Pada bait berbeda, kita makin merasakan dampak kanker: Kami pun duduk lurus di depan ibu/ amati lapisan daging makin melisut/ dari hari ke hari, dimeriahi benjolan kelenjar/ berbulan, di sela bisik lirih “Allah mengapa”/ setiap ibu sadar alam rapat makin menjerat. Pengisahan ibu menempatkan pembaca turut mengalami waktu derita dalam perawatan. Derita ingin dipercakapkan dengan Tuhan. Segala cerita dan omongan bersama keluarga agak meringankan tapi kanker sering mematikan. Penderita berdoa dan berdoa untuk tak terpuruk.
Sosok ibu, sosok ingin dikasihi Tuhan dengan sakit sering tak tertanggungkan. Rayani Sriwidodo mengisahkan secara dekat: dan ibu mendesak ambil wudhu/ sholat setiap terbeku/ di ujung kepungan sembilu/ di ujung pergulatan khasnya yang tak terlacak// Sungguh, ibu tak mau Tuhan meragukannya/ makin gencar siksa/ makin didekap kakiNya:/ Allah, aku telah siap, jangan ditunda. Puisi itu wajib terbaca bagi kita di pelbagai masa saat masih “ditakuti” kanker sebagai “pembunuh” di dunia.
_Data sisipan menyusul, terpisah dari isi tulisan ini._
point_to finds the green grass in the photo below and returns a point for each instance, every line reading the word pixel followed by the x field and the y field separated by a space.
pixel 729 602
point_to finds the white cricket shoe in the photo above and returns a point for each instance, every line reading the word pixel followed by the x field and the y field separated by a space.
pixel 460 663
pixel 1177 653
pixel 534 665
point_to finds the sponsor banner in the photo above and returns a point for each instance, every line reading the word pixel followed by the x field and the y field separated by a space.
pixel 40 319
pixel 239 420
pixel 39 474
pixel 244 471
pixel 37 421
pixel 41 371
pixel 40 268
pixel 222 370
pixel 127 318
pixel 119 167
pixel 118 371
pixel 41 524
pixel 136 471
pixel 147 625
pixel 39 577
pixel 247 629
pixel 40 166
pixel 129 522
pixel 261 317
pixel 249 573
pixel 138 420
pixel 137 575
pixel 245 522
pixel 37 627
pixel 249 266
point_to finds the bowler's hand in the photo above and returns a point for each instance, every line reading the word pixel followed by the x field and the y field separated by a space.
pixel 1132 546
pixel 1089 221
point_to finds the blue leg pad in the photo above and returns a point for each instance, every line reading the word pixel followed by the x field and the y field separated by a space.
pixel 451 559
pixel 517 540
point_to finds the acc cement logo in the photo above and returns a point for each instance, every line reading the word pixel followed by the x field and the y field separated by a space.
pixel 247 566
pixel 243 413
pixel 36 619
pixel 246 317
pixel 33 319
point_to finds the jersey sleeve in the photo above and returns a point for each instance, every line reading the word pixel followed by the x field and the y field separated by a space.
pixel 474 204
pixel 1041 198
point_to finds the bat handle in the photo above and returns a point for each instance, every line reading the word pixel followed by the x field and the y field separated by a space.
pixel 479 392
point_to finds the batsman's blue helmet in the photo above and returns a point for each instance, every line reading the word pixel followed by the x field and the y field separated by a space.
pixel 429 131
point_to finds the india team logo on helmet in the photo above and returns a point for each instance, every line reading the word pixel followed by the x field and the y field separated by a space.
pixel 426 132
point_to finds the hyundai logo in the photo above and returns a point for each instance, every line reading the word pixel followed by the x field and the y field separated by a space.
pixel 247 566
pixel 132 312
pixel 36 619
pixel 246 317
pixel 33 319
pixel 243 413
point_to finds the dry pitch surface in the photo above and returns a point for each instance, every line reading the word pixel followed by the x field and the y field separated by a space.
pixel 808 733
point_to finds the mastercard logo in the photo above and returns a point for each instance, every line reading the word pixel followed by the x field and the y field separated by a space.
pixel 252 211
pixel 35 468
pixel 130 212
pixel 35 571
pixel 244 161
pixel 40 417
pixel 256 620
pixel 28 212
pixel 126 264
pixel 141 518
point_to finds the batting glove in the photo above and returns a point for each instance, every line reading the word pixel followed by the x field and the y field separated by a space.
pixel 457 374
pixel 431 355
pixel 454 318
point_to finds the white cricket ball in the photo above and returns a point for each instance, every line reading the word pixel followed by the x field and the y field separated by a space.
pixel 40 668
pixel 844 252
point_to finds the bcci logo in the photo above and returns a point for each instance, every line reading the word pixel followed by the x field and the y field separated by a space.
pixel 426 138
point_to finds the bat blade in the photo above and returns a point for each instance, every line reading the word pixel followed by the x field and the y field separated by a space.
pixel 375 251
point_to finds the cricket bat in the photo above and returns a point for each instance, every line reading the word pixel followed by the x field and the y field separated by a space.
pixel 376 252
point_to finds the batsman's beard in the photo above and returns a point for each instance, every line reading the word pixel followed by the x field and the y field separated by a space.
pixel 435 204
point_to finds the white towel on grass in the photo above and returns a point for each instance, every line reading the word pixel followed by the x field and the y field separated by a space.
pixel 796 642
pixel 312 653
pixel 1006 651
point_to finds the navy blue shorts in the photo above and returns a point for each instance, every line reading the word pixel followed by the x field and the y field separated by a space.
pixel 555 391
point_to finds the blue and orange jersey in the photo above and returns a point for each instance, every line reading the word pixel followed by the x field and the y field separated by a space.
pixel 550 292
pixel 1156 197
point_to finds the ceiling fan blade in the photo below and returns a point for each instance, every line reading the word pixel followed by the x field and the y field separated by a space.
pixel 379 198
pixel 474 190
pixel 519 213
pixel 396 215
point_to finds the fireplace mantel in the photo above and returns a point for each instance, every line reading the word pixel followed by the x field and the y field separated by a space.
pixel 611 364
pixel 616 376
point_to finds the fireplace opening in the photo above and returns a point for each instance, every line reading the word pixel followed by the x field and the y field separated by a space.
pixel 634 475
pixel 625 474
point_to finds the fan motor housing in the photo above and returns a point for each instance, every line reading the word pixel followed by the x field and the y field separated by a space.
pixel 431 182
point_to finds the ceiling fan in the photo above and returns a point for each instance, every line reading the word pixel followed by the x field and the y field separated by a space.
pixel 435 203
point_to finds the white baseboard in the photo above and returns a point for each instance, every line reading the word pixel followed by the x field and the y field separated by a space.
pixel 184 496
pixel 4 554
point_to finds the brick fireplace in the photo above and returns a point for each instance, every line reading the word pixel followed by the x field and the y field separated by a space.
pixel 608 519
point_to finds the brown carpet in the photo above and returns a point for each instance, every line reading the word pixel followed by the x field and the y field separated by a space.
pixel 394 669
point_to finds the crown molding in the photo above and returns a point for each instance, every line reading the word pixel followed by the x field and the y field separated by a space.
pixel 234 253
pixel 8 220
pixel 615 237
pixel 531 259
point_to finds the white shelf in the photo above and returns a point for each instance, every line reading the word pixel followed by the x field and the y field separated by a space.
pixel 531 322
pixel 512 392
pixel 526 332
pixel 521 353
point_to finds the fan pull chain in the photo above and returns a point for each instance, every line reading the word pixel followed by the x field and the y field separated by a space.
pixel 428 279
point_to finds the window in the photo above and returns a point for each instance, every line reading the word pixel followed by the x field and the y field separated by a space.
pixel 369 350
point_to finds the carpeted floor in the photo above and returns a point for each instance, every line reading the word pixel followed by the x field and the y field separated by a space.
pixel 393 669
Puisi pantas dikutip dalam berbagi semangat dan ketulusan mendoakan bagi orang-orang menderita akibat kanker. Kita pun ingat bila Siddhartha Mukherjee dan Susan Sontag rajin mengutip sastra dalam mengisahkan dan menafsir kanker.
Kita tersentuh dan terharu: Demikianlah Tuhan mendera/ karena ibu tetap tak jera/ pertunjukan ketegaran saling berbayangan/ antara berdaulat atas kasih/ dan hamba pendambaNya. Detik-detik derita dan keinginan dekat dengan Tuhan. Kuasa dan kasih Tuhan diinginkan dalam kekuatan dan ketabahan penderita bersama keluarga. Kita mengikuti kesaksian dalam puisi agak panjang, terbaca setelah tumpukan pengetahuan dan imajinasi kanker. Di Indonesia, kanker masih saja dijelaskan dengan bahasa-bahasa keumuman, ketimbang rajin dimunculkan dalam gubahan sastra. Begitu.